Et s’il fallait brouiller encore un peu plus les pistes, le MNLA est, par ailleurs, un des interlocuteurs locaux des autorités françaises. « Les envoyés spéciaux ont été trahis », aurait confié en 2016 Jean-Yves Le Drian, alors ministre de la défense, pendant un entretien confidentiel avec l’association Les amis de Ghislaine Dupont et Claude Verlon. Il n’en dira jamais plus.
A vrai dire, les acteurs internationaux ne se précipitent pas pour aider l’enquête à sortir des sables mouvants. Sollicitée pour ses photos prises sur les lieux avant et après l’exécution, la Minusma a fait traîner interminablement la requête pour finir par soutenir n’avoir aucune image.
Des enquêtes internes aux Nations unies auraient été menées à l’époque des faits, puis en 2017. Aucune n’a été communiquée, rapporte Le Monde.
Après plusieurs demandes du pôle antiterroriste, 200 documents environ ont été fournis par le ministère de la défense.
Mais au nom du « secret-défense », « des pages et des passages entiers manqueraient ou seraient noircis, donc illisibles.
De ce fait, nombre de ces documents seraient inutilisables », dénonce Agnès Callamard, rapporteuse spéciale des Nations unies sur les exécutions extrajudiciaires, dans un courrier officiel à Paris en 2021.

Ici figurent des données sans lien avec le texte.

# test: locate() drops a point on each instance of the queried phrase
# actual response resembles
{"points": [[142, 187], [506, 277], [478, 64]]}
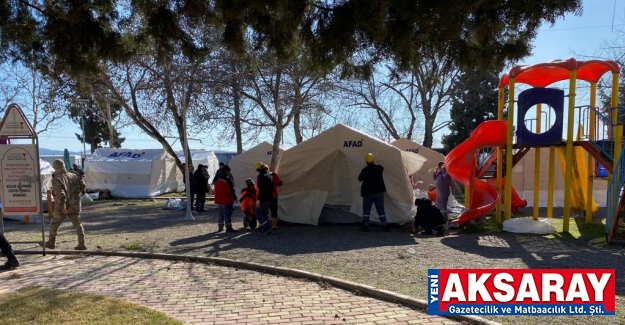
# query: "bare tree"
{"points": [[406, 104], [279, 89], [39, 96]]}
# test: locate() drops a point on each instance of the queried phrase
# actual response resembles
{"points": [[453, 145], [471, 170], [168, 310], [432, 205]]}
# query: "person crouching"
{"points": [[429, 217]]}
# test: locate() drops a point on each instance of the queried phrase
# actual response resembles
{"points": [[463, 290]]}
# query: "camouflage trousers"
{"points": [[57, 220]]}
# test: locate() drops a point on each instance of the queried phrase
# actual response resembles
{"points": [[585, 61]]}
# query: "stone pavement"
{"points": [[197, 293]]}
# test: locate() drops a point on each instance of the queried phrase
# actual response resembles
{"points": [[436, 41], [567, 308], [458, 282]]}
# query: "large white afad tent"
{"points": [[198, 156], [131, 173], [423, 177], [242, 166], [323, 172]]}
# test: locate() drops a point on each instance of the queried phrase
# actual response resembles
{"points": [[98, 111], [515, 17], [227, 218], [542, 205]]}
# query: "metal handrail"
{"points": [[614, 193]]}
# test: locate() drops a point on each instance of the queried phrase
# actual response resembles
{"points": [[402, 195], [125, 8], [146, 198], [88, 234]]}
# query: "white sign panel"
{"points": [[14, 124], [19, 180]]}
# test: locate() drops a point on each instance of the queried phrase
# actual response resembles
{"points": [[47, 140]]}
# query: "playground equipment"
{"points": [[599, 133]]}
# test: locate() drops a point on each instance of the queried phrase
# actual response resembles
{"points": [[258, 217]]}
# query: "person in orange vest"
{"points": [[277, 182], [225, 197], [432, 193], [248, 204]]}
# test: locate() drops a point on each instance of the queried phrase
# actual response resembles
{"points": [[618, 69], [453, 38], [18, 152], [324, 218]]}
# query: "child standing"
{"points": [[248, 204]]}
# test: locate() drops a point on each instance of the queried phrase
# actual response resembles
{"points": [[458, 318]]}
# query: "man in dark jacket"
{"points": [[201, 188], [225, 197], [265, 185], [372, 192], [189, 175]]}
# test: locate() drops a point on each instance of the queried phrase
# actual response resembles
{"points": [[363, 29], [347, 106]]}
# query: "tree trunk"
{"points": [[297, 127], [276, 147], [237, 119], [428, 137], [109, 123]]}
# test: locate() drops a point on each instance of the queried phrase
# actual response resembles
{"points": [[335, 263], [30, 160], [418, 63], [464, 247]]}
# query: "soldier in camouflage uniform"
{"points": [[67, 188]]}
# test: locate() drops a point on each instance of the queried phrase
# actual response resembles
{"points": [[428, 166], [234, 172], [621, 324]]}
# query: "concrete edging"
{"points": [[278, 270]]}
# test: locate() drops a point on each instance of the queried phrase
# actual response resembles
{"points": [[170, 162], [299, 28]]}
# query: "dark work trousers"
{"points": [[6, 248], [274, 208], [200, 201]]}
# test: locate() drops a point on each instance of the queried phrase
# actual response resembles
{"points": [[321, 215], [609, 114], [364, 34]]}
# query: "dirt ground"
{"points": [[396, 261]]}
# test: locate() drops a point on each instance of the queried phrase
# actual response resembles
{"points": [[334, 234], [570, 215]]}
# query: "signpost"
{"points": [[20, 183]]}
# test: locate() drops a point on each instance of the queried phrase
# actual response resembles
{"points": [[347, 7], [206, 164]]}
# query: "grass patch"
{"points": [[51, 307], [594, 233], [488, 226], [133, 246]]}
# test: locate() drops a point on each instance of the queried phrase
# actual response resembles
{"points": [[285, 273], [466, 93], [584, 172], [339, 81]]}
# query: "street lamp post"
{"points": [[187, 155], [84, 140], [83, 103]]}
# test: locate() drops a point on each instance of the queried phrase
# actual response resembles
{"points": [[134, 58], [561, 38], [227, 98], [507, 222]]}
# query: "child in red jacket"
{"points": [[248, 204]]}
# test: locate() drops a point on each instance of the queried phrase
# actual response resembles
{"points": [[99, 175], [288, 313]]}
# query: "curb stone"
{"points": [[357, 288]]}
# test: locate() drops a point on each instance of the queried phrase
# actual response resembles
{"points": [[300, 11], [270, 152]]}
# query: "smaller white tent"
{"points": [[323, 171], [242, 166], [433, 157], [73, 159], [131, 173], [45, 173], [198, 156]]}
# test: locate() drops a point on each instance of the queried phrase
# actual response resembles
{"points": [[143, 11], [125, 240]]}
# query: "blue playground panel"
{"points": [[601, 171]]}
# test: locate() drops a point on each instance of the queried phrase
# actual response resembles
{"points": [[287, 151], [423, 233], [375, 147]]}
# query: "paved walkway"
{"points": [[197, 293]]}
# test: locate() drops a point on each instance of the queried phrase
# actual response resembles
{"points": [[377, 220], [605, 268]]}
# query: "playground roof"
{"points": [[544, 74]]}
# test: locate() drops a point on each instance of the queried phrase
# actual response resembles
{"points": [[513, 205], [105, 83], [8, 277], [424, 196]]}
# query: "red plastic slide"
{"points": [[461, 164]]}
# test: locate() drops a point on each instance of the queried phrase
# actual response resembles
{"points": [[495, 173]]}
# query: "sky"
{"points": [[573, 36]]}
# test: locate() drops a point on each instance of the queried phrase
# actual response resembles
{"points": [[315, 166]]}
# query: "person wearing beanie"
{"points": [[372, 192]]}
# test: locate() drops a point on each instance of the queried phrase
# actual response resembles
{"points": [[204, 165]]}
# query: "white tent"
{"points": [[73, 159], [433, 157], [242, 166], [45, 173], [131, 173], [323, 171], [198, 156]]}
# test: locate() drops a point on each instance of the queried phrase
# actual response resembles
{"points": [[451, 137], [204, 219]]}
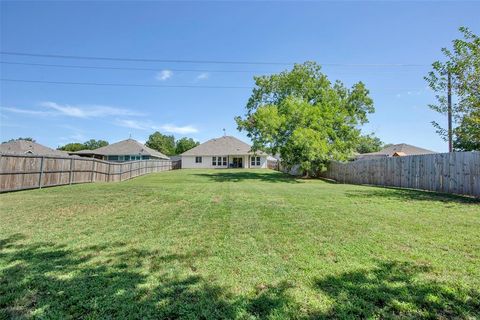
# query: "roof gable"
{"points": [[226, 145], [30, 147], [125, 147], [401, 149]]}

Selon elle, « l’absence de coopération des autorités militaires françaises » et « l’utilisation préoccupante du “secret-défense” » représenteraient « un frein à la manifestation de la vérité ».
« Scène de théâtre »
Au cœur du dossier demeure donc une énigme toujours irrésolue : pourquoi Ghislaine Dupont et Claude Verlon ont-ils été exécutés plutôt que servir de monnaie d’échange ?

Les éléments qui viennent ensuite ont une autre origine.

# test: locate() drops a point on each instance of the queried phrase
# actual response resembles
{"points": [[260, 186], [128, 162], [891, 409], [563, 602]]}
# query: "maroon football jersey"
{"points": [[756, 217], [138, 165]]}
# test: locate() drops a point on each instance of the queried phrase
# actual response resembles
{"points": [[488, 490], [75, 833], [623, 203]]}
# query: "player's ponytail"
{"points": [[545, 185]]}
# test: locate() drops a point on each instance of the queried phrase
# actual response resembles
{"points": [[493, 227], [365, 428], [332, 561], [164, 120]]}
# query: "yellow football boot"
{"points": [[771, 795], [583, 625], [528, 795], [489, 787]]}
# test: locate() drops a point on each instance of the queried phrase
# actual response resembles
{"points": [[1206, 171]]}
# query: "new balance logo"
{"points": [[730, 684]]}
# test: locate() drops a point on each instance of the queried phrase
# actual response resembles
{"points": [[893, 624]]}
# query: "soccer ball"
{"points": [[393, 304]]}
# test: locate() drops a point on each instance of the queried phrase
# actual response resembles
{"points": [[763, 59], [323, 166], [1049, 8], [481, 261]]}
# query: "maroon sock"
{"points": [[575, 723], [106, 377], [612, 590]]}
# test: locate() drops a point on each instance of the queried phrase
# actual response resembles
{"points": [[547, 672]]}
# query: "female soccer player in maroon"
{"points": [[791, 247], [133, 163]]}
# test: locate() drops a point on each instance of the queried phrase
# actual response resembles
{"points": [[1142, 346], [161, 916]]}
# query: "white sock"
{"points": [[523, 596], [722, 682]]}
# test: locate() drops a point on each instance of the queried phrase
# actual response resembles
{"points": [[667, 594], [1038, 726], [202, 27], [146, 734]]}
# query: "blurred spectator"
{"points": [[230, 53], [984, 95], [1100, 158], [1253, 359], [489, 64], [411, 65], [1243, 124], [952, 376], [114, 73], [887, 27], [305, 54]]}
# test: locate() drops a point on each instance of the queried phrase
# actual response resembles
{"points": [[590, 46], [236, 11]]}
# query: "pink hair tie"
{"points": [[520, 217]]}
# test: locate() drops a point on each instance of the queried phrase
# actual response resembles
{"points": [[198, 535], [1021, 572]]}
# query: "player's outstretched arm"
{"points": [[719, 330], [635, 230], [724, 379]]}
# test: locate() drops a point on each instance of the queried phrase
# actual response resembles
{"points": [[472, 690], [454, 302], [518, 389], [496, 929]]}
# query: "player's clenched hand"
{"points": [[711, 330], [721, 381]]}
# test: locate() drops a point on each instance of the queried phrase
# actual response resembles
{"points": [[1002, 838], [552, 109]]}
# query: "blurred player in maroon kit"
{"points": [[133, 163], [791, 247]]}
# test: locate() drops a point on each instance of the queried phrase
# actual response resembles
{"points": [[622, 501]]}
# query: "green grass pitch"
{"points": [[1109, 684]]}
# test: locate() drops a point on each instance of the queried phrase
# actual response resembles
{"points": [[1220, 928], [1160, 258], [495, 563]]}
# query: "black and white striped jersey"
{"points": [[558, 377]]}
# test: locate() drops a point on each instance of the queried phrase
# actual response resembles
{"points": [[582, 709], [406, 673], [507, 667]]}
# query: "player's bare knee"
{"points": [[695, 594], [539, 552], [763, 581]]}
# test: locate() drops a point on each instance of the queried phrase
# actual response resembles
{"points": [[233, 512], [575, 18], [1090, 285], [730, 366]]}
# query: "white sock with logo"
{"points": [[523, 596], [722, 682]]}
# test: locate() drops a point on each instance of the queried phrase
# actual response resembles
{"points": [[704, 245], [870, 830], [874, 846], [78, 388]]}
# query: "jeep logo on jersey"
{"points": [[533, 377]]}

Hypothèse principale : le pick-up des ravisseurs étant tombé en panne, ils auraient pris la décision de tuer leurs otages avant de fuir, sachant des forces armées à leurs trousses.
En marge d’une interview en décembre 2013, François Hollande, alors à l’Elysée, aurait mentionné « off the record » une phrase captée sur des écoutes après la mort des deux Français. Un commanditaire y reprocherait à un membre du commando d’avoir « gâché la marchandise ».

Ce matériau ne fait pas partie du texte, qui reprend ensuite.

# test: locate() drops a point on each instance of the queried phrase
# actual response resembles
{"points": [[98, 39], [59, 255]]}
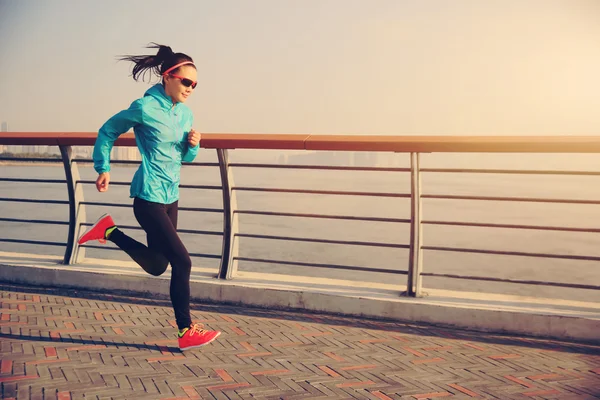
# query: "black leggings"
{"points": [[164, 247]]}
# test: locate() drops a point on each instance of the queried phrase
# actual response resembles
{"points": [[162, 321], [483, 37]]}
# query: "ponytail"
{"points": [[157, 64]]}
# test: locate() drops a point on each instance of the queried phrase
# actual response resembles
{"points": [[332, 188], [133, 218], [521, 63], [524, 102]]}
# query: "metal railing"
{"points": [[414, 146]]}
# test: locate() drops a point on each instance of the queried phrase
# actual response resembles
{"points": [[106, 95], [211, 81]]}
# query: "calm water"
{"points": [[393, 259]]}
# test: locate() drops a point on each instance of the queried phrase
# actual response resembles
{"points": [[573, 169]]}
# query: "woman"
{"points": [[163, 132]]}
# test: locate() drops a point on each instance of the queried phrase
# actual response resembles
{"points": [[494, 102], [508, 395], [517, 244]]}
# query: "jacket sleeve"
{"points": [[190, 153], [111, 130]]}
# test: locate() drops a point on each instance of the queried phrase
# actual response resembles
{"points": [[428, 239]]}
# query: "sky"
{"points": [[388, 67]]}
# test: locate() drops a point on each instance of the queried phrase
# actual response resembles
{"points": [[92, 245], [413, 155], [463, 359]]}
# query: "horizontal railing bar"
{"points": [[96, 203], [99, 203], [322, 216], [195, 164], [518, 281], [32, 180], [18, 200], [327, 192], [326, 266], [89, 160], [201, 164], [202, 255], [197, 209], [515, 199], [511, 253], [319, 167], [203, 187], [207, 187], [36, 242], [509, 171], [199, 255], [512, 226], [328, 241], [191, 231], [381, 143], [30, 159], [116, 183], [35, 221]]}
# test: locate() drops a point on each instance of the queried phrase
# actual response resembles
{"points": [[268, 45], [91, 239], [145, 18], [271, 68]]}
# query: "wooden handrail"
{"points": [[399, 144]]}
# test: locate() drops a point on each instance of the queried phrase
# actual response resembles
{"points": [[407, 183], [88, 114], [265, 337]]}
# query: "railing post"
{"points": [[230, 248], [415, 257], [73, 253]]}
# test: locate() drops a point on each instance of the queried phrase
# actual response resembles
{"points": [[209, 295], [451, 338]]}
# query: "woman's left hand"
{"points": [[193, 138]]}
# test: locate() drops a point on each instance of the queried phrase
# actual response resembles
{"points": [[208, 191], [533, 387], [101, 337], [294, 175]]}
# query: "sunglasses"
{"points": [[185, 81]]}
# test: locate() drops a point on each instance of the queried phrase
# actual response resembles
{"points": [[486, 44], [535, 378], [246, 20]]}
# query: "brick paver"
{"points": [[65, 344]]}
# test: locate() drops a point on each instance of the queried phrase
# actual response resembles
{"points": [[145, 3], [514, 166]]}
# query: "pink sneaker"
{"points": [[98, 230], [196, 337]]}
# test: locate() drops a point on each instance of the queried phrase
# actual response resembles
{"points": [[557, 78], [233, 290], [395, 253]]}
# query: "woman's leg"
{"points": [[150, 258], [160, 221]]}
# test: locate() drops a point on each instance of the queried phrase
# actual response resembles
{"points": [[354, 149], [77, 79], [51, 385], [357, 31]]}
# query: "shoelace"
{"points": [[197, 328]]}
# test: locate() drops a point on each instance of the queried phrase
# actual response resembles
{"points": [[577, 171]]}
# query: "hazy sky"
{"points": [[313, 66]]}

Cette même réplique aurait été répétée cinq ans plus tard par un directeur des services de renseignement à deux journalistes.
Convoqués par le juge d’instruction, l’ex-président et l’ex-directeur auraient chacun soutenu ne pas s’en souvenir. Une demande de confrontation, réclamée par les parties civiles, a définitivement été rejetée en 2020.
Dix ans ont passé, le moment de témoigner est arrivé, demandent les familles et les proches alors que seul un membre présumé du commando et un commanditaire seraient toujours en vie.